As to the First, Third, Fourth, and Fifth Amendments, I can find nothing in any of them to invalidate this Connecticut law, even assuming that all those Amendments are fully applicable against the States.1 It has [381 U.S. 479, 529] not even been argued that this is a law "respecting an establishment of religion, or prohibiting the free exercise thereof."2 And surely, unless the solemn process of constitutional adjudication is to descend to the level of a play on words, there is not involved here any abridgment of "the freedom of speech, or of the press; or the right of the people peaceably to assemble, and to petition the Government for a redress of
grievances."3 No soldier has been quartered in any house.4 There has been no search, and no seizure.5 Nobody has been compelled to be a witness against= himself.6

The Court also quotes the Ninth Amendment, and my Brother GOLDBERG'S concurring opinion relies heavily upon it. But to say that the Ninth Amendment has anything to do with this case is to turn somersaults with history. The Ninth Amendment, like its companion the Tenth, which this Court held "states but a truism that all is retained which has not been surrendered," United States v. Darby, 312 U.S. 100, 124, was framed by James Madison and adopted by the States simply to make clear that the adoption of the Bill of Rights did not alter the plan that [381 U.S. 479, 530] the Federal Government was to be a government of express and limited powers, and that all rights and powers not delegated to it were retained by the people and the individual States.
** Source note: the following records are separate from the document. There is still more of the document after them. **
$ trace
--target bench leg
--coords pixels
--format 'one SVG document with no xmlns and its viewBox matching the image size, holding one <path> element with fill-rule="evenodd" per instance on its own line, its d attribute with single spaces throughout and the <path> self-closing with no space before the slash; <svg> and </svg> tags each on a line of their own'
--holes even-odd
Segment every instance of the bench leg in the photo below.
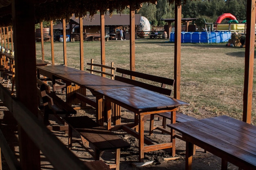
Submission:
<svg viewBox="0 0 256 170">
<path fill-rule="evenodd" d="M 186 162 L 185 169 L 186 170 L 192 170 L 192 157 L 193 152 L 193 145 L 188 141 L 186 142 Z"/>
<path fill-rule="evenodd" d="M 121 153 L 121 149 L 117 149 L 116 151 L 116 160 L 115 163 L 116 164 L 116 170 L 119 170 L 120 168 L 120 155 Z"/>
<path fill-rule="evenodd" d="M 68 147 L 70 150 L 72 148 L 72 128 L 68 126 Z"/>
</svg>

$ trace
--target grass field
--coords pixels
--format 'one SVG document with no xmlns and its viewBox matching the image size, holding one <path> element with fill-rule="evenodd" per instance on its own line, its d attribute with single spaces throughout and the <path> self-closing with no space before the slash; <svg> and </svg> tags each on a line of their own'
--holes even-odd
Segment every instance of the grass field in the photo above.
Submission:
<svg viewBox="0 0 256 170">
<path fill-rule="evenodd" d="M 166 40 L 137 40 L 137 71 L 173 79 L 174 44 Z M 42 58 L 40 43 L 36 57 Z M 106 42 L 106 64 L 129 69 L 129 41 Z M 67 66 L 80 68 L 79 42 L 67 43 Z M 45 42 L 45 58 L 51 61 L 49 42 Z M 55 64 L 63 64 L 63 44 L 54 43 Z M 198 118 L 226 115 L 241 119 L 245 67 L 244 48 L 225 44 L 182 44 L 181 99 L 190 104 L 180 110 Z M 101 62 L 100 42 L 84 42 L 85 70 L 94 59 Z M 254 61 L 254 65 L 256 61 Z M 254 67 L 252 123 L 256 124 L 256 68 Z"/>
</svg>

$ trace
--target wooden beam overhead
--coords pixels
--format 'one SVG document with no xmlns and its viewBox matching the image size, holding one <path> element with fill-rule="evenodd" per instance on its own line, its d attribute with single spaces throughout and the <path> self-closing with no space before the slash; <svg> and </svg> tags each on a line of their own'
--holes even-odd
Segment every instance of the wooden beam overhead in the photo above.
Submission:
<svg viewBox="0 0 256 170">
<path fill-rule="evenodd" d="M 174 44 L 174 98 L 180 98 L 180 56 L 181 47 L 181 5 L 175 3 Z"/>
<path fill-rule="evenodd" d="M 101 64 L 106 65 L 106 52 L 105 52 L 105 15 L 103 11 L 101 11 Z M 106 68 L 101 67 L 101 71 L 105 72 Z M 101 76 L 106 77 L 106 75 L 101 74 Z"/>
<path fill-rule="evenodd" d="M 51 49 L 52 51 L 52 65 L 55 65 L 54 63 L 54 37 L 53 36 L 53 21 L 50 22 L 50 29 L 51 31 Z"/>
<path fill-rule="evenodd" d="M 79 17 L 79 28 L 80 38 L 80 70 L 84 70 L 84 60 L 83 60 L 83 17 Z M 71 28 L 70 28 L 71 29 Z"/>
</svg>

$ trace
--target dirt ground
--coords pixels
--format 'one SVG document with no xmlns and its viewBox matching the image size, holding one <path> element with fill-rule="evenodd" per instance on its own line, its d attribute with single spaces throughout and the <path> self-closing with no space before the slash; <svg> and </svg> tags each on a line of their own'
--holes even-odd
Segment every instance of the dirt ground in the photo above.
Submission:
<svg viewBox="0 0 256 170">
<path fill-rule="evenodd" d="M 17 126 L 16 121 L 12 117 L 11 114 L 3 105 L 0 103 L 0 128 L 3 132 L 5 138 L 11 149 L 13 151 L 16 156 L 18 160 L 19 148 L 18 146 L 18 137 Z M 78 110 L 76 116 L 86 115 L 95 118 L 95 110 Z M 128 110 L 124 109 L 122 111 L 123 122 L 132 120 L 133 119 L 133 114 Z M 207 115 L 205 115 L 207 117 Z M 212 116 L 212 115 L 211 115 Z M 53 118 L 52 123 L 58 123 L 58 121 Z M 161 123 L 161 121 L 155 121 L 155 124 Z M 145 134 L 148 132 L 149 121 L 145 121 Z M 62 141 L 64 145 L 67 146 L 67 137 L 64 132 L 53 131 L 56 136 Z M 135 137 L 128 134 L 125 132 L 119 130 L 115 132 L 124 140 L 128 142 L 130 144 L 130 147 L 122 149 L 121 155 L 121 170 L 184 170 L 185 169 L 185 142 L 180 139 L 176 139 L 176 155 L 179 157 L 175 160 L 166 160 L 165 158 L 168 159 L 171 157 L 169 152 L 170 150 L 166 149 L 153 152 L 150 152 L 145 154 L 144 162 L 153 161 L 148 165 L 143 167 L 136 167 L 135 163 L 138 163 L 138 140 Z M 74 138 L 79 139 L 77 134 L 74 133 Z M 159 131 L 156 130 L 152 136 L 148 136 L 157 142 L 169 141 L 170 135 L 161 134 Z M 72 152 L 84 161 L 93 160 L 92 157 L 85 151 L 77 144 L 73 144 Z M 106 151 L 102 155 L 103 159 L 106 160 L 107 162 L 111 162 L 114 157 L 113 151 Z M 194 170 L 220 170 L 221 159 L 218 157 L 210 153 L 204 153 L 204 150 L 202 148 L 197 150 L 196 155 L 193 157 L 193 169 Z M 49 170 L 54 169 L 51 166 L 50 163 L 42 154 L 41 156 L 41 169 Z M 4 158 L 3 159 L 3 170 L 8 170 L 7 166 L 5 163 Z M 229 164 L 228 170 L 237 170 L 238 168 L 232 164 Z"/>
</svg>

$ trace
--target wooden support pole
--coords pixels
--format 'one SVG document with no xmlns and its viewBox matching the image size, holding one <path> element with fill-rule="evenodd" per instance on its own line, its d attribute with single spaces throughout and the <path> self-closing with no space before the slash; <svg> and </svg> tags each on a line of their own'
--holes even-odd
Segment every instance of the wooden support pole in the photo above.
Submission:
<svg viewBox="0 0 256 170">
<path fill-rule="evenodd" d="M 174 98 L 180 97 L 180 55 L 181 46 L 181 4 L 175 1 L 175 41 L 174 45 Z"/>
<path fill-rule="evenodd" d="M 66 20 L 63 20 L 63 53 L 64 57 L 64 64 L 65 66 L 67 66 L 67 42 L 66 42 Z"/>
<path fill-rule="evenodd" d="M 130 7 L 130 69 L 135 71 L 135 7 L 132 4 Z"/>
<path fill-rule="evenodd" d="M 80 70 L 84 70 L 83 60 L 83 17 L 79 17 L 79 28 L 80 36 Z"/>
<path fill-rule="evenodd" d="M 44 48 L 44 32 L 43 22 L 40 23 L 40 32 L 41 33 L 41 46 L 42 49 L 42 60 L 45 60 L 45 49 Z"/>
<path fill-rule="evenodd" d="M 11 7 L 17 99 L 37 116 L 34 0 L 13 0 Z M 39 149 L 19 124 L 18 129 L 22 169 L 40 170 Z"/>
<path fill-rule="evenodd" d="M 54 37 L 53 36 L 53 21 L 50 21 L 50 29 L 51 31 L 51 49 L 52 50 L 52 65 L 54 66 Z"/>
<path fill-rule="evenodd" d="M 2 27 L 0 29 L 0 34 L 1 34 L 1 46 L 3 46 L 3 32 Z"/>
<path fill-rule="evenodd" d="M 6 27 L 6 33 L 7 34 L 7 48 L 10 49 L 10 43 L 9 41 L 9 27 L 7 26 Z"/>
<path fill-rule="evenodd" d="M 101 11 L 101 64 L 106 65 L 106 53 L 105 42 L 105 15 L 104 11 Z M 105 72 L 106 68 L 101 67 L 101 71 Z M 101 74 L 101 76 L 105 77 L 106 75 Z"/>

Until today no member of this Court has ever
suggested that the Ninth Amendment meant anything else, and the idea that a federal court could ever use the Ninth Amendment to annual a law passed by the elected representatives of the people of the State of Connecticut would have caused James Madison no little wonder.

What provision of the Constitution, then, does make this state law invalid? The Court says it is the right of privacy "created by several fundamental constitutional guarantees." With all deference, I can find no such general right of privacy in the Bill of Rights, in any other part of the Constitution, or in any case ever before decided by this Court.7

At the oral argument in this case we were told that the Connecticut law does not "conform to current community standards." But it is not the function of this Court to decide cases on the basis of community standards. We are here to decide cases "agreeably to the Constitution and laws of the United States." It is the essence of judicial [381 U.S. 479, 531] duty to subordinate our own personal views, our own ideas of what legislation is wise and what is not. If, as I should surely hope, the law before us does not reflect the standards of the people of Connecticut, the people of Connecticut can freely exercise their true Ninth and Tenth Amendment rights
to persuade their elected representatives to repeal it. That is the constitutional way to take this law off the books.